Estava farta de estar em casa, portanto vesti uma roupa confortável, peguei nuns livros infantis da estante e guiei até o hospital. Dei entrada no balcão e segui para a ala das crianças doentes. Fui buscar algumas crianças ao quarto e aconcheguei-as na sala de divertimento. Puxei uma cadeira e comecei a ler-lhes algumas histórias. Á medida em que fui lendo, muitas mais crianças e enfermeiras juntaram-se a minha volta só para escutarem por um bom momento a história. – E, assim, a Bela e o Monstro viveram felizes para sempre. – Sorri para todos. As crianças começaram a pedir outra história e a seguir mais outra, até que fiquei sem nenhum livro para ler. Depois de prometer que voltava lá com mais histórias reparei que estava quase na hora do almoço.

Olhei em volta e as crianças já estavam a voltar para os seus quartos, menos uma. – Olá pequenina, como te chamas?

-Cristina. – Olhou muito timidamente para o chão. – Muito obrigado por ter vindo cá visitar-nos. – Deu-me um abraço rápido e correu de volta para o seu quarto.
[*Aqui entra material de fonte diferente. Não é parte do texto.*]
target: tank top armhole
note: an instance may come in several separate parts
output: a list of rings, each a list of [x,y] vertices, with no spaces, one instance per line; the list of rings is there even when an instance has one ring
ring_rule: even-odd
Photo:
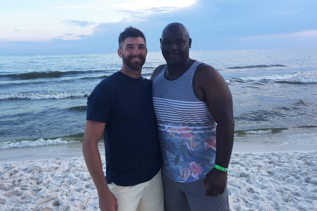
[[[154,81],[154,80],[155,79],[155,78],[156,78],[156,77],[157,77],[158,76],[159,74],[161,73],[161,72],[163,70],[165,69],[166,69],[166,65],[165,65],[165,66],[163,66],[163,68],[162,68],[162,69],[158,71],[158,74],[156,74],[156,75],[155,76],[155,77],[154,77],[154,78],[153,78],[153,80],[152,80],[152,81]]]
[[[198,96],[196,93],[196,92],[195,91],[195,78],[196,77],[196,73],[197,73],[197,70],[198,69],[198,68],[201,65],[205,65],[205,64],[204,63],[201,63],[199,65],[198,65],[198,66],[197,66],[197,67],[196,68],[196,69],[195,70],[195,72],[194,73],[194,76],[193,76],[192,87],[193,87],[193,91],[194,92],[194,93],[195,94],[195,95],[197,97],[197,98],[198,98],[198,99],[199,99],[200,100],[201,100],[201,101],[203,101],[203,102],[206,102],[206,101],[205,101],[203,99],[200,99],[200,98],[199,97],[199,96]]]

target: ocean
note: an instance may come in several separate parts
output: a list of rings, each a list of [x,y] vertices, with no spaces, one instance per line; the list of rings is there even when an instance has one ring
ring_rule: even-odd
[[[317,145],[317,49],[190,55],[218,70],[230,89],[234,147]],[[161,52],[149,52],[142,76],[165,63]],[[116,53],[0,55],[0,151],[80,148],[87,98],[122,65]]]

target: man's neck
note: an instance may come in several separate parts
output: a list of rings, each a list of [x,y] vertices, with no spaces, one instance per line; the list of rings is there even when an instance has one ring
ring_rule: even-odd
[[[141,77],[142,68],[141,68],[139,70],[133,70],[128,67],[123,66],[120,71],[133,78],[139,78]]]

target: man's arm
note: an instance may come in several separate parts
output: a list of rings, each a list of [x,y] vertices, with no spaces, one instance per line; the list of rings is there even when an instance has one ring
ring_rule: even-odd
[[[198,96],[205,101],[217,123],[215,163],[227,168],[233,145],[234,131],[231,93],[220,73],[206,65],[201,65],[198,70],[194,87]],[[205,187],[208,185],[206,195],[223,194],[227,180],[226,172],[213,168],[207,173],[204,182]]]
[[[152,73],[152,75],[151,76],[151,78],[150,78],[150,80],[151,81],[153,81],[153,79],[156,77],[156,76],[157,75],[158,73],[160,72],[163,68],[165,66],[165,65],[161,65],[157,67],[156,68],[153,72]]]
[[[113,211],[118,210],[117,201],[108,187],[98,149],[98,142],[105,126],[105,123],[96,121],[86,121],[82,151],[88,171],[97,188],[100,209]]]

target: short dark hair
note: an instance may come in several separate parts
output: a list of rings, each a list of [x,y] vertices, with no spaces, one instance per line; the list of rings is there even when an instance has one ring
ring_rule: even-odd
[[[141,37],[144,39],[144,44],[146,46],[146,41],[143,32],[132,26],[126,28],[124,31],[120,33],[119,35],[119,48],[121,49],[122,45],[126,38],[129,37],[136,38],[138,37]]]

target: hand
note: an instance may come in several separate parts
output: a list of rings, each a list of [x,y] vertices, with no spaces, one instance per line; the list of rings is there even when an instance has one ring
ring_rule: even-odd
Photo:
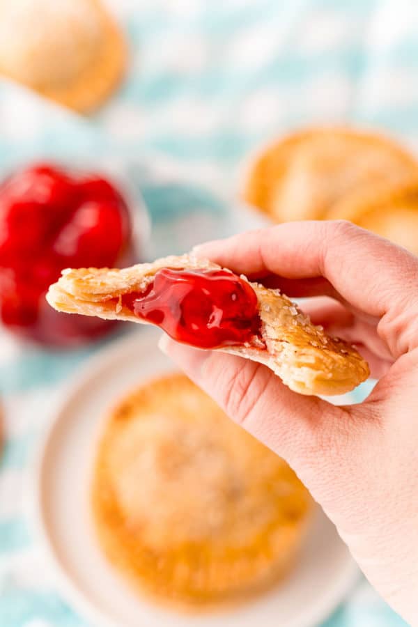
[[[196,254],[311,297],[313,321],[355,343],[380,377],[362,403],[291,392],[266,367],[165,338],[162,350],[286,459],[386,601],[418,624],[418,258],[343,222],[288,223]]]

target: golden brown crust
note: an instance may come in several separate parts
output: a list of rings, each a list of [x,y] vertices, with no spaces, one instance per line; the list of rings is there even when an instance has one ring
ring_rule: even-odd
[[[0,45],[0,73],[80,112],[101,104],[120,82],[126,63],[125,39],[114,19],[98,0],[84,1],[79,9],[67,0],[59,18],[42,0],[33,3],[34,26],[33,15],[26,15],[24,7],[20,10],[19,1],[13,8],[0,5],[3,27],[19,40],[10,50]],[[36,29],[45,33],[37,36]]]
[[[311,503],[283,460],[181,374],[115,408],[92,487],[109,560],[139,591],[184,608],[276,582],[296,557]]]
[[[274,222],[327,219],[353,192],[417,173],[414,157],[389,137],[343,127],[308,128],[264,149],[244,196]]]
[[[350,194],[329,217],[350,220],[418,255],[418,178]]]
[[[219,268],[217,264],[189,255],[166,257],[123,270],[82,268],[64,270],[47,295],[59,311],[98,316],[107,319],[144,322],[123,307],[118,297],[142,291],[162,268]],[[245,277],[243,277],[245,278]],[[291,389],[304,394],[339,394],[369,376],[367,364],[350,344],[329,337],[323,330],[277,290],[250,283],[258,300],[261,336],[265,346],[228,346],[225,353],[264,364]]]

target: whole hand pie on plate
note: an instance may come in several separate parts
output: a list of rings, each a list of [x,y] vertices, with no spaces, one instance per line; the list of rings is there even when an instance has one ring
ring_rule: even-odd
[[[99,0],[0,0],[0,74],[80,111],[120,80],[125,45]]]
[[[139,591],[193,608],[247,598],[283,577],[311,502],[283,460],[172,374],[111,412],[92,502],[109,561]]]
[[[278,290],[184,255],[123,270],[64,270],[47,295],[59,311],[157,325],[175,339],[264,364],[295,392],[338,394],[369,376]]]
[[[245,197],[274,222],[324,219],[352,192],[417,174],[416,160],[390,138],[348,127],[311,128],[264,150]]]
-Ela é muito tímida. – Falou uma voz masculina um pouco familiar. – Quase nunca fala com ninguém. – Olhei para trás. – O que faz aqui senhora Valéria? Pelo que me pareceu tem um pouco de nojo por hospitais.

-Estava às voltas em casa, pareceu-me bem vir para aqui visitar algumas crianças Dr. Rodrigues. 

-Tenho a certeza que elas todas ficaram muito contentes. – Sorriu.

-Sim, talvez… - Tentei sorrir. – O que faz aqui?

-Também vim visitar algumas crianças. Principalmente a Cristina,- riu um pouco perante a minha cara de confusa – é a minha única sobrinha.

-Ah, que ela tem? – Inclinei a cabeça

-Se me acompanhar no almoço, eu conto-lhe.

-Tudo bem. – Respondi intrigada pelo problema daquela criança.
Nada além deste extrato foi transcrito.